Western Division Dental Hygiene Program

Faculty members and students at the UNMC West Division Dental Hygiene program visit Northfield Elementary School in Gering to provide dental education and instruction to about 300 children.

Lauren McAllister has always been fascinated with teeth.

As a child, she loved brushing her teeth and relished every opportunity to pull out her siblings’ loose teeth. Now, she is close to realizing her dream of becoming a dental hygienist through the UNMC College of Dentistry’s West Division Dental Hygiene Program in Gering, Nebraska.

A western Nebraska kid since the age of 10, McAllister’s only shot at studying dental hygiene is through UNMC’s rural program. With three young children and strong family support in Scottsbluff, the program allows her to live and study in the place she calls home.

“I could not pursue this career if it wasn’t for the West Division program,” she said. “This is home and it’s forever going to be home.”

After graduation, she plans to remain in the Scottsbluff/Gering area to practice dental hygiene. It’s something many students have in common — more than 80 percent of the program’s recent graduates have remained in rural communities to start their career.
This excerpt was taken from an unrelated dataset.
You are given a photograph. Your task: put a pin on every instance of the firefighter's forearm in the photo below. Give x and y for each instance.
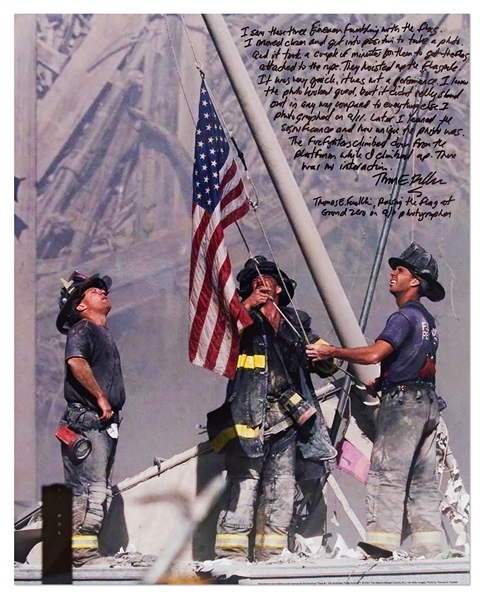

The West Division Dental Hygiene Program began the early 1990s, with the advent of distance education and technology. Since then, it has fulfilled its two-fold mission: To recruit, educate and retain dental hygienists in rural Nebraska, and to provide increased access to dental care in rural Nebraska.

“I personally could not have lived any truer to the mission of this program,” said Nicole Baker, an alum and current faculty member of the program.

A Scottsbluff native, Baker graduated from Gering High School, attended Chadron State College and graduated from UNMC in 2008. She soon joined the program as a faculty member and has taught 10 classes of dental hygiene students.

“I am so grateful for the opportunity this program has given me to become a professional dental hygienist and to teach dental hygiene education in the town I grew up in,” she said.

As the program’s first Kearney Health Opportunities Program (KHOP) student, Erica Ernst is also committed to rural dentistry. She said the dental hygiene program has instilled in her a sense of pride in serving citizens and vulnerable populations in rural communities.

“The program’s impact is a lot bigger than just two faculty members and a few students,” she said.

She pointed to examples like providing free dental care to underserved elementary school children in communities like Banner County and South Dakota’s Pine Ridge Reservation. Hygiene students also provide care at Community Action Partnership of Western Nebraska, one of the few clinics that accepts Medicaid coverage.

“Many people can’t afford to go anywhere else,” Ernst said. “Without this program, I believe the overall health of the community would go down greatly.”